The E&E guides for various subjects will teach you the "black-letter" law, as will any outlines you find in student organization outline banks. You will want to work through the E&Es to make sure you understand what the rules are and common situations in which they apply, and reinforce your understanding of the rules through studying old outlines.
LEEWS will teach you how to apply your understanding of the "black-letter" law on an exam, which may contain many different confusing facts which you'll have to sort through to identify their legal implications.

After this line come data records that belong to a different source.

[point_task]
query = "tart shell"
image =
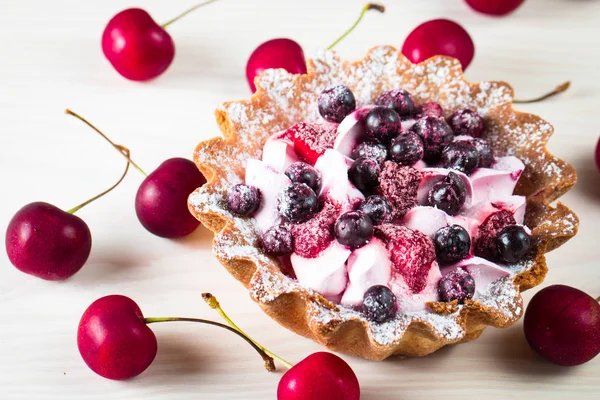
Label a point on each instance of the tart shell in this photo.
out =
(283, 99)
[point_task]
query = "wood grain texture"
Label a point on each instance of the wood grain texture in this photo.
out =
(51, 59)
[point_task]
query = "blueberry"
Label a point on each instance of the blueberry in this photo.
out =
(300, 172)
(452, 244)
(435, 133)
(335, 103)
(466, 122)
(364, 174)
(461, 156)
(379, 304)
(378, 209)
(431, 109)
(406, 149)
(354, 229)
(297, 202)
(399, 100)
(488, 232)
(382, 124)
(243, 199)
(375, 151)
(486, 154)
(456, 285)
(513, 243)
(278, 241)
(448, 195)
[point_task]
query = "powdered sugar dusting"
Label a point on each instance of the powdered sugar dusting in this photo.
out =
(292, 98)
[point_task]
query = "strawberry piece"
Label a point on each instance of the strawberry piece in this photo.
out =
(311, 139)
(313, 236)
(412, 253)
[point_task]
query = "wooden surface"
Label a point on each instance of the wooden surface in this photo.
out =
(51, 59)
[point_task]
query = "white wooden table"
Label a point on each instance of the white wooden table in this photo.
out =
(51, 59)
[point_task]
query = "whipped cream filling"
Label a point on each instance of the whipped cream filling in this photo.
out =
(343, 275)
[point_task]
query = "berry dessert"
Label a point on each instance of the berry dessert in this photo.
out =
(381, 207)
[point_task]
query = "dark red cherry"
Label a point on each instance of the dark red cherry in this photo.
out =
(136, 46)
(44, 241)
(161, 200)
(320, 376)
(495, 7)
(562, 324)
(439, 37)
(113, 339)
(275, 53)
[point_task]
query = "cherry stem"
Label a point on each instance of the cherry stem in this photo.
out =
(369, 6)
(269, 363)
(123, 150)
(183, 14)
(559, 89)
(85, 203)
(214, 303)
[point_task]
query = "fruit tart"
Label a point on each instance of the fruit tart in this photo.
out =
(380, 207)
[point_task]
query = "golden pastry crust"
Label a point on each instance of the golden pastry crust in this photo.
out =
(283, 99)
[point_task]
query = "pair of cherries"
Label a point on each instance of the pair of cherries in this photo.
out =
(115, 341)
(44, 241)
(140, 49)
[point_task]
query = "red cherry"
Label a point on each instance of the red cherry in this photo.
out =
(137, 47)
(562, 324)
(114, 340)
(275, 53)
(439, 37)
(161, 200)
(44, 241)
(320, 376)
(494, 7)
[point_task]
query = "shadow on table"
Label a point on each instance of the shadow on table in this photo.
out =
(179, 360)
(201, 238)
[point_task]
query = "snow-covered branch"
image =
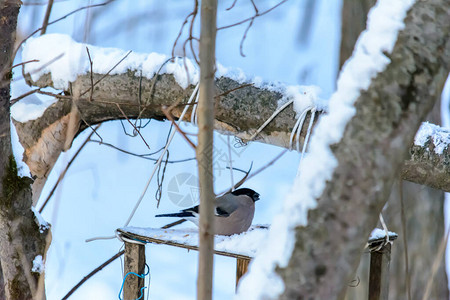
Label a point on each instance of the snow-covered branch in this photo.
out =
(133, 89)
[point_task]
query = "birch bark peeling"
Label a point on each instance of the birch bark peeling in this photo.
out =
(369, 156)
(238, 113)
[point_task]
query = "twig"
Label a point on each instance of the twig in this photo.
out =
(24, 63)
(232, 5)
(251, 18)
(107, 73)
(47, 17)
(232, 90)
(95, 271)
(13, 101)
(169, 116)
(91, 74)
(405, 240)
(143, 156)
(436, 263)
(268, 164)
(63, 173)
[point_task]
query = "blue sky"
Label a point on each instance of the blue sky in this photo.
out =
(101, 188)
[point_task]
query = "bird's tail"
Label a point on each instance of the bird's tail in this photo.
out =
(182, 214)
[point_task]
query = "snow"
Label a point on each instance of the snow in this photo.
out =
(385, 20)
(440, 137)
(64, 59)
(379, 233)
(247, 243)
(38, 264)
(30, 108)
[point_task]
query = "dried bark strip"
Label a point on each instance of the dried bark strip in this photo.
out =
(370, 156)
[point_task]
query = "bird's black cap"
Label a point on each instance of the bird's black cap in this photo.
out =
(248, 192)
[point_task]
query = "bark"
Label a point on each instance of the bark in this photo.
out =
(20, 237)
(205, 147)
(239, 112)
(421, 203)
(370, 156)
(354, 18)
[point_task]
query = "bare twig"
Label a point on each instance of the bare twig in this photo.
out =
(47, 16)
(268, 164)
(91, 75)
(171, 119)
(251, 18)
(107, 73)
(13, 101)
(63, 173)
(143, 156)
(232, 90)
(24, 63)
(405, 240)
(436, 263)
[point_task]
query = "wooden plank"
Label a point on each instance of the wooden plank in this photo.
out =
(379, 273)
(134, 262)
(170, 243)
(241, 268)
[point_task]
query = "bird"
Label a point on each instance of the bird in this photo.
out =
(234, 212)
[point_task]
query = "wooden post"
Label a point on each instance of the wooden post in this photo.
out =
(241, 268)
(134, 262)
(379, 273)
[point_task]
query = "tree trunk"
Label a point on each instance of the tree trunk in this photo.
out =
(421, 202)
(205, 148)
(369, 157)
(20, 237)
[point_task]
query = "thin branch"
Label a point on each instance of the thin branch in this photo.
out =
(14, 101)
(63, 173)
(95, 271)
(57, 20)
(251, 18)
(405, 240)
(47, 17)
(24, 63)
(131, 123)
(143, 156)
(171, 119)
(92, 76)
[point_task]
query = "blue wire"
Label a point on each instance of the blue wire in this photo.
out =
(138, 275)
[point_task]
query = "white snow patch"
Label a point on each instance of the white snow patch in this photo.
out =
(440, 137)
(247, 243)
(64, 59)
(38, 264)
(379, 233)
(385, 20)
(43, 225)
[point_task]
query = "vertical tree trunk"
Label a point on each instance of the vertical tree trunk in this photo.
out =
(205, 147)
(20, 238)
(421, 202)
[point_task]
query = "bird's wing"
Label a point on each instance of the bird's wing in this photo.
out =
(225, 205)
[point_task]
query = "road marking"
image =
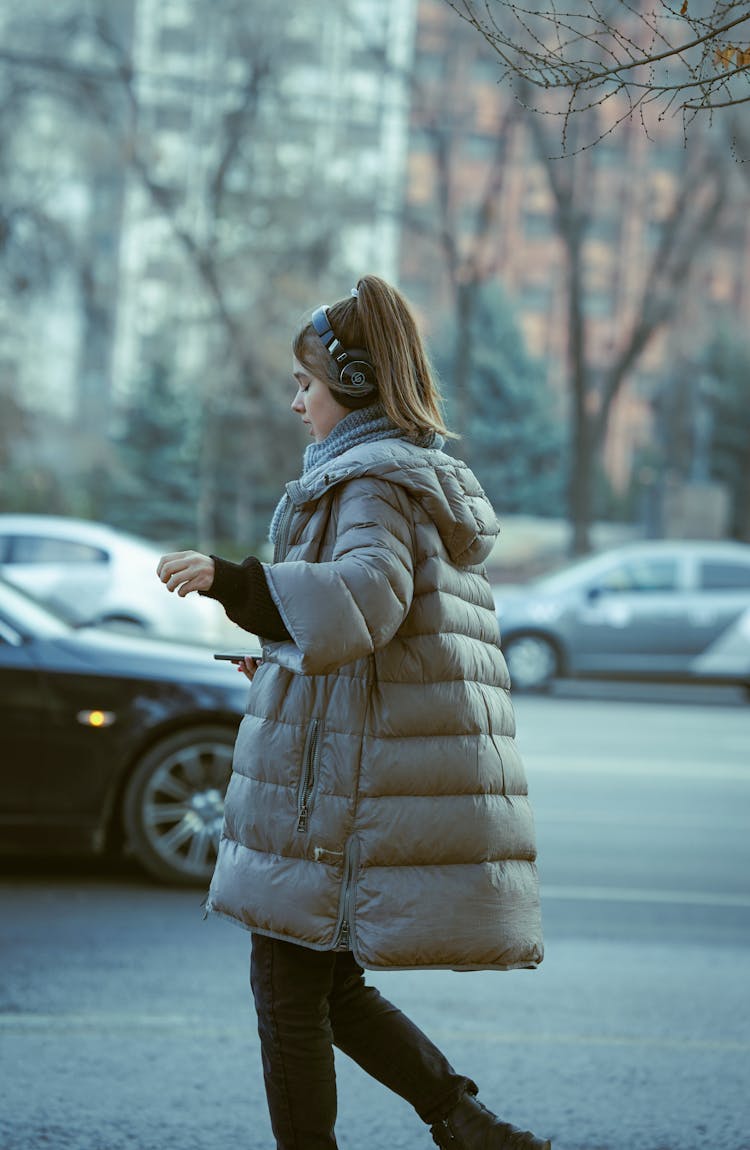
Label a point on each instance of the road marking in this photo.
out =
(63, 1024)
(640, 764)
(643, 895)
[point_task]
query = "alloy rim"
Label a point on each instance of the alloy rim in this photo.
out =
(183, 806)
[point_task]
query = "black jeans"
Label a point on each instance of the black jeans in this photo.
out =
(310, 1001)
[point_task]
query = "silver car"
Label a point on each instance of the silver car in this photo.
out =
(93, 573)
(650, 610)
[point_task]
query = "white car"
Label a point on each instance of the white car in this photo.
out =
(93, 573)
(655, 610)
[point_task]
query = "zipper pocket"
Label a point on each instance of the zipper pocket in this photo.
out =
(308, 776)
(343, 936)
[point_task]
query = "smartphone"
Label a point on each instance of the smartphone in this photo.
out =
(239, 657)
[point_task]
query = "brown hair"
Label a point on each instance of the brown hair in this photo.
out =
(380, 321)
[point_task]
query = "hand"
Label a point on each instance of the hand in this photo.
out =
(186, 570)
(249, 666)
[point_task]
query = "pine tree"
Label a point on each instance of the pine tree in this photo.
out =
(514, 427)
(153, 478)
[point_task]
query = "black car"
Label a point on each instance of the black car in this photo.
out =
(109, 741)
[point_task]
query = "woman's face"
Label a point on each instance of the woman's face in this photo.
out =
(314, 404)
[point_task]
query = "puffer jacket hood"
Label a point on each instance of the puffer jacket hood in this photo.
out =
(445, 488)
(377, 799)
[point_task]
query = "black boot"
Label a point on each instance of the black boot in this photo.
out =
(472, 1126)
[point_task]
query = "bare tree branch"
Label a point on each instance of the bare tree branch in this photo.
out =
(636, 50)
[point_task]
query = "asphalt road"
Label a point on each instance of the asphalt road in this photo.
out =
(125, 1021)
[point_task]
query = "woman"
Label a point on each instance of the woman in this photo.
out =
(377, 812)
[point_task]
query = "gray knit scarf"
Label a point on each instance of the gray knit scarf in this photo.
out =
(364, 426)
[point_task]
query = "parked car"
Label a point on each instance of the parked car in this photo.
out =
(94, 573)
(658, 610)
(112, 741)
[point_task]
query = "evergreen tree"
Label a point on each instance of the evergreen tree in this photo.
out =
(514, 427)
(153, 476)
(728, 370)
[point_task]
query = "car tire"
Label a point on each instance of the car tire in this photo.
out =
(533, 661)
(174, 803)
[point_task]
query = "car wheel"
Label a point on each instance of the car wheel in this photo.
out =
(532, 660)
(174, 804)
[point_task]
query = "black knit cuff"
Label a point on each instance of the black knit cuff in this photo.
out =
(243, 591)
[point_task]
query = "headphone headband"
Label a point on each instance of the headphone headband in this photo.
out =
(356, 370)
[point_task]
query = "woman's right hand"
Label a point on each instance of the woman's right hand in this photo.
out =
(249, 666)
(186, 570)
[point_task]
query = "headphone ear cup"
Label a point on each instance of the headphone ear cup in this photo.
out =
(358, 374)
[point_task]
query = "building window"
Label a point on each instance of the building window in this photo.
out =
(177, 39)
(171, 117)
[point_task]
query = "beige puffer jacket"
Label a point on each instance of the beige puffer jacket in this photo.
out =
(377, 799)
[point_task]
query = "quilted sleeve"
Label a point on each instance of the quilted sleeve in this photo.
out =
(346, 607)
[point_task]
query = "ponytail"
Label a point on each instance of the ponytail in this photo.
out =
(380, 320)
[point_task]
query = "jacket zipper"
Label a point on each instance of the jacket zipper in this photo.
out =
(307, 782)
(343, 935)
(282, 535)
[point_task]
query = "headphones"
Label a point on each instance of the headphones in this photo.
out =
(356, 372)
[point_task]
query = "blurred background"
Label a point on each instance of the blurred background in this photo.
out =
(182, 182)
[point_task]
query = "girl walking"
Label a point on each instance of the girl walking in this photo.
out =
(377, 812)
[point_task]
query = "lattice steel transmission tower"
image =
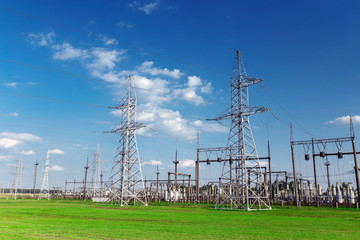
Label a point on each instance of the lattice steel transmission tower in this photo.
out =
(96, 170)
(242, 182)
(126, 180)
(17, 183)
(45, 191)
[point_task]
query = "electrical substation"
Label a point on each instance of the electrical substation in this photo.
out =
(247, 181)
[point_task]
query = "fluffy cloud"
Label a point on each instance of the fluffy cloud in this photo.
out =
(14, 114)
(194, 81)
(27, 153)
(146, 8)
(57, 151)
(147, 67)
(41, 39)
(12, 84)
(187, 163)
(210, 127)
(56, 168)
(152, 163)
(345, 120)
(9, 143)
(123, 24)
(21, 136)
(5, 157)
(65, 51)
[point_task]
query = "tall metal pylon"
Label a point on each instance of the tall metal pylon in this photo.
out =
(96, 170)
(17, 183)
(45, 191)
(242, 180)
(126, 180)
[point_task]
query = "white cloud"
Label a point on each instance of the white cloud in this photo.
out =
(146, 67)
(189, 95)
(10, 84)
(57, 151)
(27, 153)
(207, 88)
(123, 24)
(65, 51)
(210, 127)
(345, 120)
(109, 41)
(149, 8)
(194, 81)
(152, 163)
(9, 143)
(146, 8)
(14, 114)
(5, 157)
(41, 39)
(187, 163)
(21, 136)
(56, 168)
(104, 59)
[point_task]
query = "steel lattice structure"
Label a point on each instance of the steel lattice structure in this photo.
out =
(95, 183)
(242, 183)
(126, 180)
(17, 183)
(45, 191)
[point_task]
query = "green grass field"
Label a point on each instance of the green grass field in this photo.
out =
(65, 219)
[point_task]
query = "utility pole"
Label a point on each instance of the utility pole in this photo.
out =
(296, 193)
(45, 191)
(352, 136)
(316, 192)
(17, 176)
(197, 166)
(126, 180)
(176, 163)
(241, 146)
(36, 165)
(86, 169)
(96, 167)
(157, 183)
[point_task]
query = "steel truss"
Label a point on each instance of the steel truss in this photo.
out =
(242, 183)
(126, 180)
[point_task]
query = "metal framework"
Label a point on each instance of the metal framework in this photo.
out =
(322, 142)
(242, 183)
(17, 184)
(96, 170)
(126, 180)
(45, 191)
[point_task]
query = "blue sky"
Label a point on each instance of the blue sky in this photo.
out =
(181, 53)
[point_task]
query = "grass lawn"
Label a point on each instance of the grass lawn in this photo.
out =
(66, 219)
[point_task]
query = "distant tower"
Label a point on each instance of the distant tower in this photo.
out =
(126, 180)
(45, 191)
(96, 171)
(242, 179)
(17, 184)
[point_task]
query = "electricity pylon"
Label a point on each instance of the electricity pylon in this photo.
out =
(243, 177)
(126, 180)
(17, 184)
(45, 191)
(95, 183)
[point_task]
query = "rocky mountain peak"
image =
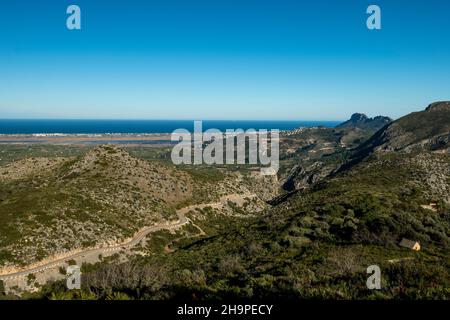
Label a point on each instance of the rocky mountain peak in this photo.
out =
(439, 106)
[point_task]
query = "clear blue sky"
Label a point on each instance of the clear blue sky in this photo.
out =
(222, 59)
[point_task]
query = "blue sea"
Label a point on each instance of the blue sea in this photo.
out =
(10, 126)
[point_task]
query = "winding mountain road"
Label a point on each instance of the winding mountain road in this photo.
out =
(182, 220)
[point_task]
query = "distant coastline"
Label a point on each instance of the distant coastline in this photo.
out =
(139, 127)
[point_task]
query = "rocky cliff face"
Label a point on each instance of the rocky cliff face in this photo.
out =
(361, 121)
(425, 130)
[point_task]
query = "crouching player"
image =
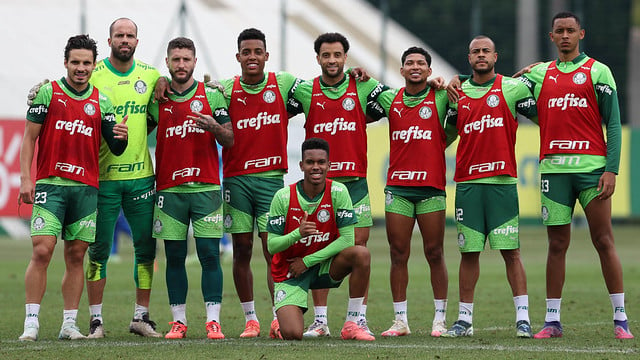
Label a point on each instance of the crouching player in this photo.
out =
(311, 238)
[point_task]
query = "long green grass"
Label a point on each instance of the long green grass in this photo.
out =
(586, 310)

John Delaney's book "Learning Legal Reasoning" will teach you how to extract the "black-letter" law from cases and statutes. This is a skill you will need to learn to be a good lawyer. The law in most 1L subjects is relatively settled and clear, so this skill isn't that relevant to the core 6 subjects, but you will need to master this skill once you get into law which is a lot less established (such as patent law or securities regulation). You can get the book here: http://johndelaneypub.com/publications/ ... ning-book/
Delaney's book "How To Do Your Best On Law School Exams" also provides a good perspective on how to take law school exams, though it overlaps somewhat with LEEWS and some of the tips in Planet Law School. It's worth taking a look at, you can get it here: http://johndelaneypub.com/publications/ ... exam-book/
(Actually, if you want to buy either one of Delaney's books, let me know via personal message since I still have them from 1L year.)
From what I can tell, Getting to Maybe deals with addressing the "gray areas" in the "black-letter" law; that is, where the answer of whether a condition is met, or which law should apply, is not entirely clear. If this is the case, I recommend reading the book, since your legal analysis, and exam score, will be much improved if you can argue both sides of a contested issue, argue in the alternative, and argue against the applicability of a rule of decision (aka make a "policy argument"). Most professors will give you points if you raise relevant arguments for both sides of an issue, and being able to do these things increases the number of relevant arguments you can make.
These are all the useful resources I can think of right now. At the bare minimum, I recommend going through LEEWS and the first 1/3 of Planet Law School, since those two resources will give you ample food for thought.